Michael Osterholm is worried that the new variants will explode in the population faster than we can get people vaccinated. His fears seem grounded in reality. I am worried, too–not so much that the vaccines will not be effective, but that enough people will be able to get them before it is too late and before our health systems become overwhelmed in a way we’ve never seen before. I hope this is wrong, but it seems that this may be our current trajectory.
“Don’t worry it will probably be like SARS 15 years ago, the Chinese are sensationalizing the situation. It will probably burn itself out in a couple of weeks.”
Is what a lot of “experts” were saying last year in January, as a mysterious disease caused by a new(novel) coronavirus began to spread worldwide. And instead of a few hundred fatalities(from SARS) over several months, we now have millions around the globe as this new disease suddenly became one of the leading causes of death in many countries.
“Not worrying” and not preparing for the worst case scenarios is what got us here. Overreacting is better than not reacting when dealing with pandemics. If medicine, attitudes, reactions, and conditions were the same as 100 years ago we would probably be dealing with comparable numbers of deaths as the 1918 Flu Pandemic.
Actions need to be taken to introduce(test and approve) new versions of current vaccines or some type of booster of a monoclonal antibody treatment to eliminate any defenses the virus develops as soon as they are detected, not when it is too late… again.

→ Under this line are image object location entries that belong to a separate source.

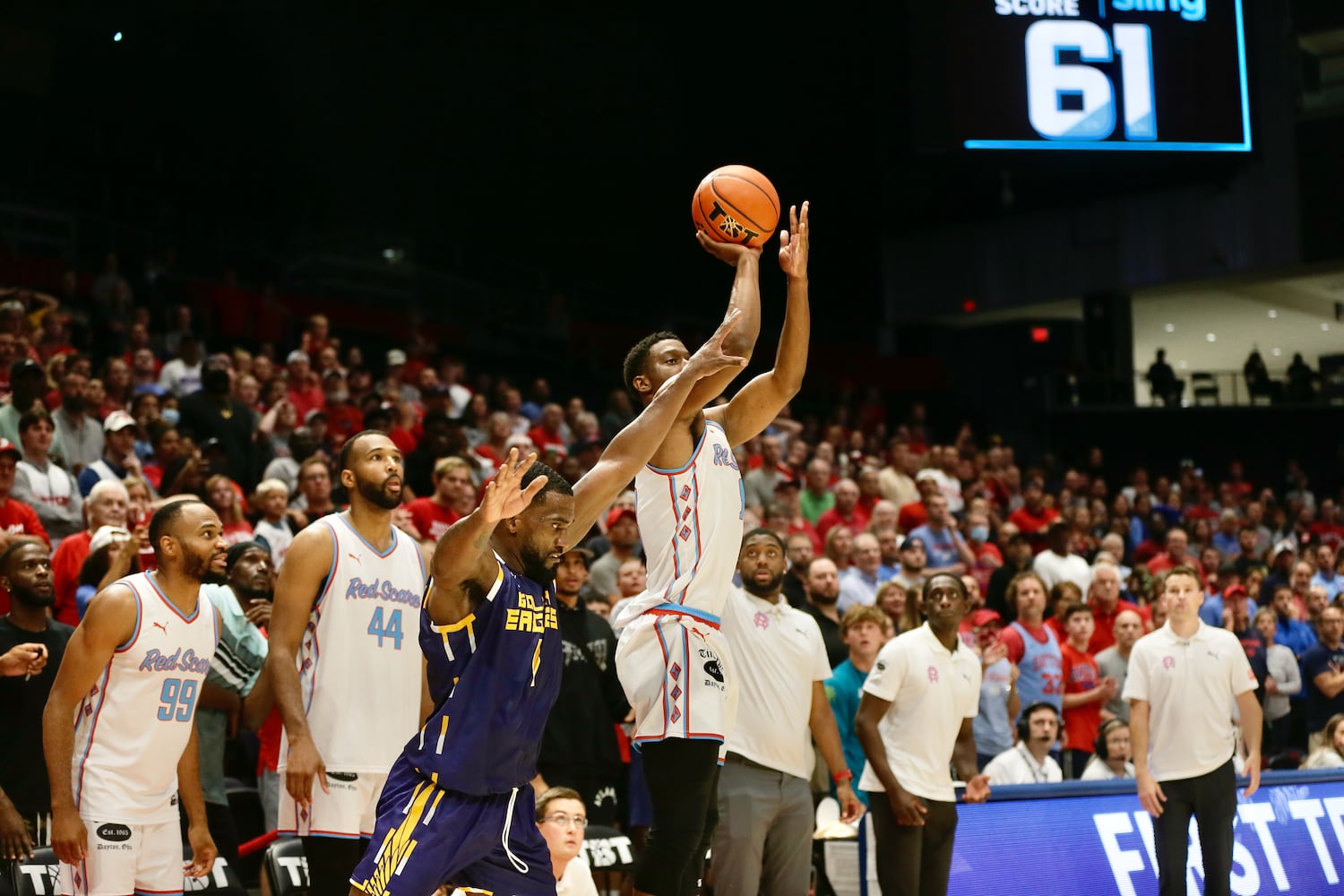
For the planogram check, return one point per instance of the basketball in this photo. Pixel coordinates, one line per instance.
(736, 204)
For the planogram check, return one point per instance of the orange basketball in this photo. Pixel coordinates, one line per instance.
(736, 204)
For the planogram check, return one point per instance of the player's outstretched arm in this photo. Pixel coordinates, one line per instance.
(306, 564)
(464, 565)
(203, 849)
(746, 301)
(636, 444)
(109, 624)
(761, 401)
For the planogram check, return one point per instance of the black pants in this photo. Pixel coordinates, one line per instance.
(1212, 802)
(331, 861)
(913, 860)
(683, 778)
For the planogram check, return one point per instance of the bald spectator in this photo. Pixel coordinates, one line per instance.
(1018, 560)
(1113, 662)
(945, 548)
(182, 375)
(823, 583)
(859, 583)
(78, 435)
(1056, 563)
(1032, 517)
(1107, 605)
(889, 546)
(897, 479)
(884, 516)
(1175, 555)
(107, 504)
(118, 454)
(623, 533)
(1325, 573)
(846, 511)
(760, 484)
(798, 551)
(816, 497)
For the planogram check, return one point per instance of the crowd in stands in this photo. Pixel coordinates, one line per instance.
(109, 409)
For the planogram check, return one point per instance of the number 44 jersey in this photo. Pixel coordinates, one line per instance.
(134, 724)
(359, 662)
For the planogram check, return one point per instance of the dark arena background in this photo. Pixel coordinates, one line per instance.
(1075, 260)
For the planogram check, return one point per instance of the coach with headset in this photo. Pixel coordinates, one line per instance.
(1029, 761)
(1110, 758)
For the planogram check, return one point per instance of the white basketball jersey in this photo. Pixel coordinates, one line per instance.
(359, 662)
(132, 727)
(691, 528)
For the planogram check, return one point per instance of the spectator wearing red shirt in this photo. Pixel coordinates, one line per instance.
(306, 392)
(1327, 530)
(1032, 517)
(844, 512)
(1085, 689)
(453, 497)
(16, 517)
(343, 418)
(914, 514)
(107, 504)
(548, 435)
(1104, 599)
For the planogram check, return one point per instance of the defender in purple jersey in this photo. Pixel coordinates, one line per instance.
(457, 806)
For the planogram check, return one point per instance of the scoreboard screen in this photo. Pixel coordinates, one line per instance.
(1089, 74)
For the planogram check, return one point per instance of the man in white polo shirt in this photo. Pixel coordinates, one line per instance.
(763, 840)
(914, 716)
(1180, 686)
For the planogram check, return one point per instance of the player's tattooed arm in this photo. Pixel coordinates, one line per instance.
(464, 565)
(761, 400)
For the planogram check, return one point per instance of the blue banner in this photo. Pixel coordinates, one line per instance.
(1289, 840)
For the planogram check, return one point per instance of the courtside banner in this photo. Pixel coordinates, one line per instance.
(1099, 841)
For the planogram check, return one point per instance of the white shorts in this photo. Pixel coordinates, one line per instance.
(126, 858)
(676, 675)
(347, 812)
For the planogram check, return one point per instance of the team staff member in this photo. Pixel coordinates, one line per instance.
(916, 715)
(31, 648)
(1180, 678)
(765, 805)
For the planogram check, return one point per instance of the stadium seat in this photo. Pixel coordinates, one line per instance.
(285, 868)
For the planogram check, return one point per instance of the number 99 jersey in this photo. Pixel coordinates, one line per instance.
(359, 668)
(134, 721)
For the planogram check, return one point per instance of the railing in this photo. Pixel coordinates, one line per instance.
(1210, 389)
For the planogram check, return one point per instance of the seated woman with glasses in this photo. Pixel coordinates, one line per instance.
(562, 818)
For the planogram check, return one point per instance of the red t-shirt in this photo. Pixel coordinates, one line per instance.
(430, 519)
(1081, 676)
(857, 522)
(911, 516)
(65, 575)
(1105, 635)
(18, 517)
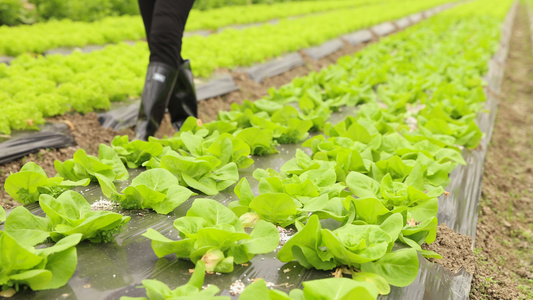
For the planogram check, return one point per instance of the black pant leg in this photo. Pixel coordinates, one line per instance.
(147, 12)
(166, 32)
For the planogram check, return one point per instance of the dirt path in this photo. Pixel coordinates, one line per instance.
(504, 240)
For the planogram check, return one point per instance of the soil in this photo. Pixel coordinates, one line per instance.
(504, 239)
(455, 249)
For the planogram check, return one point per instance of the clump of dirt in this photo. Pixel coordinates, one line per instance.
(455, 249)
(504, 239)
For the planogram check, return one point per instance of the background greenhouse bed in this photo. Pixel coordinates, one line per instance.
(71, 83)
(123, 114)
(130, 237)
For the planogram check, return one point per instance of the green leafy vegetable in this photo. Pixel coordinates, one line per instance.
(212, 233)
(40, 269)
(31, 181)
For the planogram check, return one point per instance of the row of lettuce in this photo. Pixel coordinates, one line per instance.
(15, 12)
(378, 173)
(68, 33)
(39, 87)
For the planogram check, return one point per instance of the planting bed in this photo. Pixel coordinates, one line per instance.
(114, 269)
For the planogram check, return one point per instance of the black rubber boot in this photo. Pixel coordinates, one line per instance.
(183, 102)
(159, 84)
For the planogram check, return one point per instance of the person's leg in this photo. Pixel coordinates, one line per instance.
(147, 12)
(166, 32)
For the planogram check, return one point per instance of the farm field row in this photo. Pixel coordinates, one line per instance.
(65, 33)
(375, 176)
(40, 87)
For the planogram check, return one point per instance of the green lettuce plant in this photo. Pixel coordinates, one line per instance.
(212, 233)
(31, 181)
(66, 215)
(38, 269)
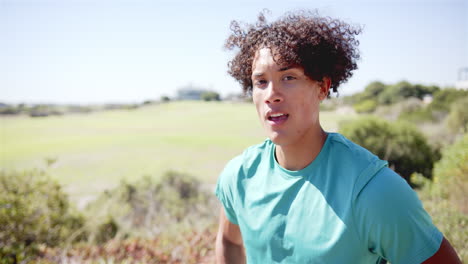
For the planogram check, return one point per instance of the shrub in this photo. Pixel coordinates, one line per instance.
(444, 98)
(401, 144)
(457, 120)
(366, 106)
(148, 208)
(34, 211)
(210, 96)
(451, 173)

I’m worried because I have friends in Haiti. For unknown reasons, the country seems to have fewer covid infections than known variables would predict. My concern is that, depending on the interaction between some hidden aspect of the epidemiology and any potential shocks to the dynamics, that the country might experience an (informally specified) phase transition into a much deadlier epidemic.. without any reasonable chance that any vaccine might make a difference in any reasonable time. So under those conditions.. shouldn’t we rather be very worried indeed?